Edward Snowden, ex-consultant de l'Agence américaine de sécurité (NSA), a appelé les citoyens du monde entier à «mettre fin à la surveillance de masse», estimant mardi avoir «accompli» sa mission, à savoir révéler l'ampleur des programmes de surveillance des États-Unis.

Pour la première fois depuis son arrivée en juin en Russie, où il a obtenu l'asile, l'Américain Edward Snowden a accordé une interview en tête-à-tête à la presse - au Washington Post - et enregistré une déclaration télévisée, présentée comme un message de Noël «alternatif» par la chaîne de télévision britannique Channel 4.

L'occasion pour Edward Snowden de faire le point six mois après avoir livré à la presse des dizaines de milliers de documents détaillant l'ampleur des interceptions de communications - téléphoniques ou sur internet - opérées par la NSA.

«Pour moi, en termes de satisfaction personnelle, la mission est déjà accomplie», estime-t-il dans un entretien avec le Washington Post réalisé à Moscou et publié mardi. «J'ai déjà gagné», assure-t-il, après que ses révélations ont provoqué un tollé dans le monde et conduit les États-Unis à revoir leur politique sécuritaire.

La semaine dernière, le président américain Barack Obama a ainsi qualifié de «nécessaire et important» un débat sur le rôle de la NSA, dont il envisage de modifier les vastes capacités d'espionnage qui ont soulevé de vives critiques sur les atteintes à la vie privée.

«À partir du moment où les journalistes ont pu travailler, tout ce que j'avais essayé de faire a été justifié», dit encore Edward Snowden au Post, qui a publié en juin, avec le quotidien britannique The Guardian, les premières primeurs de l'ex-consultant. «Car, souvenez-vous, je n'ai pas voulu changer la société. J'ai voulu donner à la société les moyens de décider par elle-même.»

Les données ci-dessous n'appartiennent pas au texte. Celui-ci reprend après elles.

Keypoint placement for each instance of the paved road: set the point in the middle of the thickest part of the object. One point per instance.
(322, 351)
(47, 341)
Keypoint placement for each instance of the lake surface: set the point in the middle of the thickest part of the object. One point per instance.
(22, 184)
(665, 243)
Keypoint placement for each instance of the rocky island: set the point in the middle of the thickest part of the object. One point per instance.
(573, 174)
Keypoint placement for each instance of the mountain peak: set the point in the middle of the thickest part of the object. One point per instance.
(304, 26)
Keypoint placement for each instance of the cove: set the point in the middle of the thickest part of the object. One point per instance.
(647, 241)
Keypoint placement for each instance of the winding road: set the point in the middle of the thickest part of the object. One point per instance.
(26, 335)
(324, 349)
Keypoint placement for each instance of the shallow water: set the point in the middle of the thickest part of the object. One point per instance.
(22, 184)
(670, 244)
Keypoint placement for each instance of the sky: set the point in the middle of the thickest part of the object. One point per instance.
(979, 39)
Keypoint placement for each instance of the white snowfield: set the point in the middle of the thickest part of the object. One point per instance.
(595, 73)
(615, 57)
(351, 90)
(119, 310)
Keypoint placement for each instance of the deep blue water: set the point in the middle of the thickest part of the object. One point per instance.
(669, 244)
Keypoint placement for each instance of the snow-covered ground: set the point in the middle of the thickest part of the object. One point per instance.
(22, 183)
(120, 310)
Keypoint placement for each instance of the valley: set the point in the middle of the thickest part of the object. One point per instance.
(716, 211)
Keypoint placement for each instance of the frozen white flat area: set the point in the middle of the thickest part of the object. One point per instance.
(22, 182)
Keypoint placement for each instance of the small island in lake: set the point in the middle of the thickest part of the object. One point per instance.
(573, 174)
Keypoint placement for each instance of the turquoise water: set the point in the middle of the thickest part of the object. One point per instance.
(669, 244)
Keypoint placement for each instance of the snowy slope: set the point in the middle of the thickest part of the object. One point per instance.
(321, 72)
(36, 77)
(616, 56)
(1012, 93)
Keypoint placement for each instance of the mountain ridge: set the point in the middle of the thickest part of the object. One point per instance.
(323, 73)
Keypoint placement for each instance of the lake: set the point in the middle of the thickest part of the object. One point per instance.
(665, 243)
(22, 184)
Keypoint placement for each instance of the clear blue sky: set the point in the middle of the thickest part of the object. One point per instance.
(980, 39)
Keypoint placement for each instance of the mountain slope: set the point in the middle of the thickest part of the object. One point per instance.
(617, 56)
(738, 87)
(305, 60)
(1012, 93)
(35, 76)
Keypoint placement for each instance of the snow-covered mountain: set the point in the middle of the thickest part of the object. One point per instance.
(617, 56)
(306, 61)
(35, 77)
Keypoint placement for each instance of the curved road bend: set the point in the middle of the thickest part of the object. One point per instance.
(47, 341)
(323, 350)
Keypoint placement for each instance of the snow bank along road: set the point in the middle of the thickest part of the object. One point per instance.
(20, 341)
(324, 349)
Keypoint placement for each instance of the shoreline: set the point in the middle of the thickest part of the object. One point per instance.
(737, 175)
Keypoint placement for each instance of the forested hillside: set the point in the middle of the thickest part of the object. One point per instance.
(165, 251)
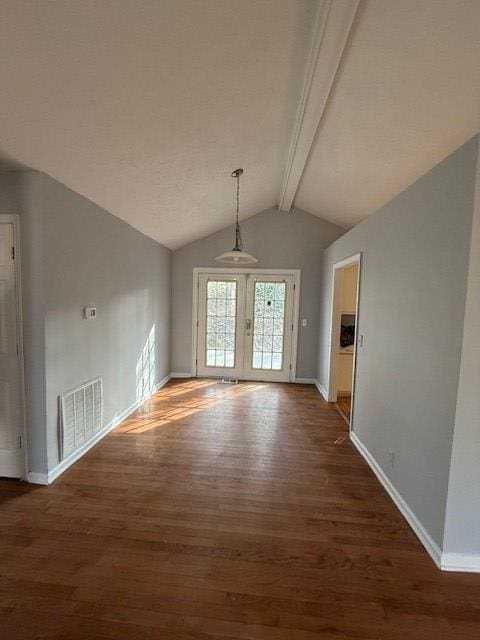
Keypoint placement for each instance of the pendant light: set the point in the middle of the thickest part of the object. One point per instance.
(237, 255)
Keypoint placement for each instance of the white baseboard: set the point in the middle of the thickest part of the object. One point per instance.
(430, 545)
(322, 390)
(48, 478)
(466, 562)
(37, 478)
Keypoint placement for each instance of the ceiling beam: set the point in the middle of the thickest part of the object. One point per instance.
(333, 24)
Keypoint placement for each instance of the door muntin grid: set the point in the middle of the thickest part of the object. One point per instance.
(268, 325)
(221, 325)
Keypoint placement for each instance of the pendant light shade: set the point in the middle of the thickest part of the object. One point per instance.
(237, 255)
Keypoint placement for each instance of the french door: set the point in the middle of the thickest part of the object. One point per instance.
(245, 325)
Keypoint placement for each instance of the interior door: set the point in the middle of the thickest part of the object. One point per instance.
(221, 325)
(11, 455)
(269, 328)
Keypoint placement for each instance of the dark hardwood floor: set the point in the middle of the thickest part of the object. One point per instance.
(222, 513)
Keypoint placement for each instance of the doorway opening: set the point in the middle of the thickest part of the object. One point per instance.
(343, 335)
(12, 420)
(245, 323)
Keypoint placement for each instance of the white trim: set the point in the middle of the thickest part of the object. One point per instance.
(14, 219)
(296, 273)
(37, 478)
(321, 390)
(48, 478)
(425, 538)
(333, 23)
(332, 390)
(466, 562)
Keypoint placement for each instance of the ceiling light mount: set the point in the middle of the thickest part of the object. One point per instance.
(237, 255)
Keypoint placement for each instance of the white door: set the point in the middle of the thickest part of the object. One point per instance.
(11, 455)
(221, 325)
(245, 326)
(269, 328)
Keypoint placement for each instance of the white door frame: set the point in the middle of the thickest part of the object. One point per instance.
(296, 273)
(335, 330)
(14, 219)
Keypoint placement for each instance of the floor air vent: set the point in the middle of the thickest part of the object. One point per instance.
(81, 413)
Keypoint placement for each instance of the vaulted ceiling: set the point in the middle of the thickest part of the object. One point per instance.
(146, 107)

Et c'est précisément aux citoyens qu'il s'est adressé dans une déclaration enregistrée en Russie et qui sera diffusée sur Channel 4 mercredi à 16H15 GMT.

«Récemment, nous avons appris que nos gouvernements, en travaillant de concert, ont mis en place un système de surveillance de masse à l'échelle planétaire, permettant de voir tout ce qu'on fait (...).  Nous avons des détecteurs dans nos poches qui nous suivent partout où nous allons», explique l'ancien consultant, âgé de 30 ans.

Mais, «ensemble, nous pouvons trouver un meilleur équilibre, mettre fin à la surveillance de masse et rappeler au gouvernement que s'il veut vraiment savoir comment on se sent, cela revient moins cher de demander que d'espionner», estime-t-il dans ce message de quelques minutes dont le contenu a été communiqué mardi à la presse.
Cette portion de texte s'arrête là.